Silvino Santos, o pioneiro do cine-documentário no Amazonas, estava sendo homenageado. Depois de longos anos de esquecimento, finalmente o grande fotógrafo e genial pioneiro do cinema passava a ser conhecido pelo jovem público brasileiro.

Silvino Simões Santos Silva nasceu em Sernache de Bomjardim, pequena cidade portuguesa. Filho de Antônio Simões Santos Silva, um professor de música e de Vírginia Silva, Silvino Santos, ainda muito jovem, partiu para tentar a vida na lendária Amazônia. Chegando a Belém do Pará foi trabalhar no comércio. Aprendeu a fotografar nesta época e, já demonstrando enorme talento, foi descoberto por um dos mais poderosos seringalistas da Amazônia Peruana, o Sr. Júlio Cezar Araña.

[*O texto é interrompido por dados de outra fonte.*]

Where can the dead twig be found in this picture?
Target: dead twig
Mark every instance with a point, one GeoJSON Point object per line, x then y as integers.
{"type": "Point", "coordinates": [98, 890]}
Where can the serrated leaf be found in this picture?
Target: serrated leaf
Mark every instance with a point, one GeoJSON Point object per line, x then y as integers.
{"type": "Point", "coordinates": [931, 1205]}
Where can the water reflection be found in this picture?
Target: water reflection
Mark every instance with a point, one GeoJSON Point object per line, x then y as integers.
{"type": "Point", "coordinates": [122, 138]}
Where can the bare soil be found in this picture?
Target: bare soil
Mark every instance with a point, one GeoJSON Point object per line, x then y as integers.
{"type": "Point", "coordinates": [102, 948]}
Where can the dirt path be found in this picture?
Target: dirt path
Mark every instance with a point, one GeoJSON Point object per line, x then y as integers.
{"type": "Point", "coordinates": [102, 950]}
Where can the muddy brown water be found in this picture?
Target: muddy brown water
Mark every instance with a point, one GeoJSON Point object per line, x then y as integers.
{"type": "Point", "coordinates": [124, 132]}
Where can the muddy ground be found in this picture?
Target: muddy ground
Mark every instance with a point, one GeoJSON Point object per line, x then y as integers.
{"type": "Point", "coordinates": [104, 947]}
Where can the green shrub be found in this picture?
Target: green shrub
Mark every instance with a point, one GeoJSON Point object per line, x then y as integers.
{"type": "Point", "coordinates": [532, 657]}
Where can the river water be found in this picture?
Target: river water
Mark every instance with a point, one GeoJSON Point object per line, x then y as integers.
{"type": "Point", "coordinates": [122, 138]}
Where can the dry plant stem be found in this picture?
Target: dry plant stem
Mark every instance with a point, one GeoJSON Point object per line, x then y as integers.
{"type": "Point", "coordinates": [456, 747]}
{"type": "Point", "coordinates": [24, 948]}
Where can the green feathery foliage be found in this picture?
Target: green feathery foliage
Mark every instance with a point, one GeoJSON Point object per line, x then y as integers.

Araña era responsável pela Peruvian Amazon Co. e queria sensibilizar os acionistas ingleses, que estavam indignados pelas acusações de Hardenburg, um missionário americano. Hardenburg afirmava que, no rio Putumayo, Aranã escravizava e assassinava indígenas. Este foi defender-se no Tribunal dos Comuns em Londres e percebeu que havia uma novidade sensacional que poderia servir como veículo de propaganda. Era o cinematógrafo.

Araña financiou a viagem de Silvino a Paris. As usinas dos irmãos Pathé e os laboratórios dos Lumière eram diariamente freqüentados pelo rapaz que precisava de películas resistentes ao calor tropical.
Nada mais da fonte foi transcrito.